When she scored a full-time gig working in a different department at the magazine, Wakeman says she was ecstatic. But her mentor-turned-lover chafed at the idea. Usually warm and friendly, he barely acknowledged her presence during the day. When she confessed that she was in love with him, he promptly broke things off. Wakeman was devastated. "I thought I was adult enough to handle it, but all he saw in me was a younger woman who graduated from NYU a year earlier," she says. "If I was delusional about anything, it was that we were peers." Wakeman took a job at another publication a short time later.

Did her editor take advantage of Wakeman's naïveté? Perhaps, but officially it doesn't count as sexual harassment. Current law bans sex-for-favors and behavior that creates an "intimidating" workplace. (In other words, you can't promise your assistant a raise for a little boardroom nookie or plaster your cube walls with naked pictures of Robert Pattinson.) But the law is decidedly murky when it comes to likelier scenarios these days, like the fresh-out-of-college office naïf who welcomes the advances of an older, horny boss. Take 23-year-old Ava Smith, who began working at a small New York nonprofit shortly after graduation. At first, she was grateful for the attention lavished upon her by her boss. Though he was 20 years older, they clicked instantly. Smith wasn't troubled by his frequent invitations to grab beers after work, nor was she suspicious when he invited her out for the occasional dinner. It was on one of these outings that he confessed to being infatuated with her. "I guess I was flattered," she recalls. "But I was also really scared because I didn't know how to respond." Though she had reservations, she nonetheless went along with an affair. He was a big shot at work, smart and worldly, and he was interested in her.
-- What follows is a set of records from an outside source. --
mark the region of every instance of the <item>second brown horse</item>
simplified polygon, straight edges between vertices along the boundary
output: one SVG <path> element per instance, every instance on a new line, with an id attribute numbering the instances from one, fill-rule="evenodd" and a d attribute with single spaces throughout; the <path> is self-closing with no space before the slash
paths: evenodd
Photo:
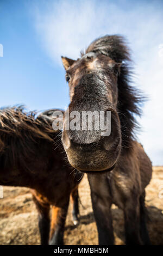
<path id="1" fill-rule="evenodd" d="M 79 213 L 78 185 L 82 175 L 74 175 L 58 147 L 61 135 L 52 129 L 54 110 L 37 118 L 21 106 L 0 110 L 0 185 L 32 188 L 41 245 L 48 244 L 49 239 L 51 245 L 63 243 L 70 195 L 76 223 Z"/>

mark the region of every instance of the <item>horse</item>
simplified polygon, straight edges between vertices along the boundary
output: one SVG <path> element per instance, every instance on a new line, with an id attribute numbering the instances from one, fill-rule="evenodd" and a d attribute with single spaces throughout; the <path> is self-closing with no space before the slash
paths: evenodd
<path id="1" fill-rule="evenodd" d="M 31 189 L 41 245 L 63 244 L 70 196 L 74 224 L 79 214 L 78 185 L 82 175 L 74 175 L 58 147 L 60 132 L 52 129 L 55 110 L 37 115 L 22 106 L 0 109 L 0 184 Z"/>
<path id="2" fill-rule="evenodd" d="M 93 41 L 78 59 L 61 58 L 70 97 L 62 142 L 70 163 L 87 174 L 99 243 L 114 243 L 114 203 L 123 211 L 126 243 L 150 244 L 145 198 L 152 167 L 135 135 L 140 127 L 136 115 L 141 115 L 146 97 L 131 83 L 126 41 L 106 35 Z M 101 113 L 105 126 L 97 129 Z"/>

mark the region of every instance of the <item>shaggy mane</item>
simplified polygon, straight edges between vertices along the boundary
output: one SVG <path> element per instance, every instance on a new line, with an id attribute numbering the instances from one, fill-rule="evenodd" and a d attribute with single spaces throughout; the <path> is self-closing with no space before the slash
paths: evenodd
<path id="1" fill-rule="evenodd" d="M 139 127 L 135 114 L 141 114 L 140 104 L 146 97 L 137 89 L 131 85 L 132 75 L 130 51 L 123 37 L 105 35 L 93 41 L 86 50 L 109 56 L 117 63 L 122 63 L 118 77 L 117 112 L 121 125 L 122 147 L 130 148 L 131 141 L 135 139 L 134 129 Z M 83 55 L 82 53 L 82 55 Z"/>
<path id="2" fill-rule="evenodd" d="M 27 139 L 53 141 L 57 132 L 52 128 L 52 114 L 55 110 L 46 111 L 36 117 L 36 112 L 27 112 L 23 106 L 0 109 L 0 153 L 8 147 L 8 139 L 14 143 L 17 138 L 24 144 Z"/>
But things quickly got weird. Soon, he was furtively grabbing her ass in the office. Sometimes he'd pull her into the back room and coax her into having sex with him. Then he began taking her to hotels in the middle of the day. She knew their relationship had become unhealthy — a distraction for her, a near-obsession for him — but says she didn't want to compromise her job by putting an end to things. "I just felt that I couldn't get out of it because he was my boss. He was like a puppeteer and I was the puppet, and he was just pulling the strings. I felt like I didn't have a say in anything," Smith says. Beset by anxiety, she began seeing a therapist who helped her realize she was being sexually harassed. Though she never filed a complaint, she left the job soon after and now works at a different nonprofit.
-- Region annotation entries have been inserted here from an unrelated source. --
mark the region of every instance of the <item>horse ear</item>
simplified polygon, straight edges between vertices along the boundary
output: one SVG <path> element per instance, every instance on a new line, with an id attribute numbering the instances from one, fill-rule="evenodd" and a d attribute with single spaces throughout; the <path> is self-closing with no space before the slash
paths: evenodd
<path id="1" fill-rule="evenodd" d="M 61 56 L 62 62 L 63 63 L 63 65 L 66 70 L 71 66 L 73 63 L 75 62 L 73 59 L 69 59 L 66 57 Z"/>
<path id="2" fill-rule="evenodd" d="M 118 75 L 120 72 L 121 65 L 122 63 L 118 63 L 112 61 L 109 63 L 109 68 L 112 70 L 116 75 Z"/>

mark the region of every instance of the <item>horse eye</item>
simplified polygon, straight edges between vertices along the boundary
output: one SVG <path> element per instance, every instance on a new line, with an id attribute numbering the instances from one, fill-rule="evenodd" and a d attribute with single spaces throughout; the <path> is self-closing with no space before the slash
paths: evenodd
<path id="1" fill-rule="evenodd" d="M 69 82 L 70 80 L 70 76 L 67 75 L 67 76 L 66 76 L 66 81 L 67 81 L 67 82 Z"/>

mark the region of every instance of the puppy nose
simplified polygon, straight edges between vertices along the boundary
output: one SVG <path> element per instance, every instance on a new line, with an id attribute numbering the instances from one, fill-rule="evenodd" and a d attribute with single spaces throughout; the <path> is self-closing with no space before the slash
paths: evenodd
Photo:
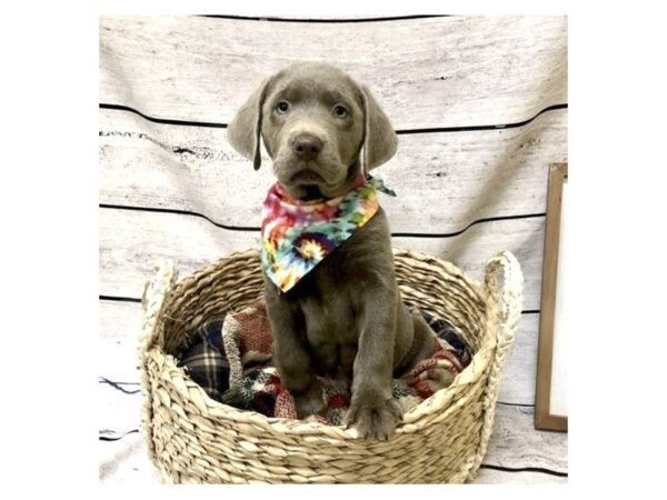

Still, despite the outcome — her former boss still texts and e-mails her — Smith accepts some responsibility for the role she played in the relationship. She relished the attention and enjoyed an "adrenaline rush" from their secret outings, she admits. "I'm not going to act like I was a helpless victim, although a part of me thinks I was," she explains, then pauses for a bit. "It didn't hurt me professionally. But I guess I was lucky."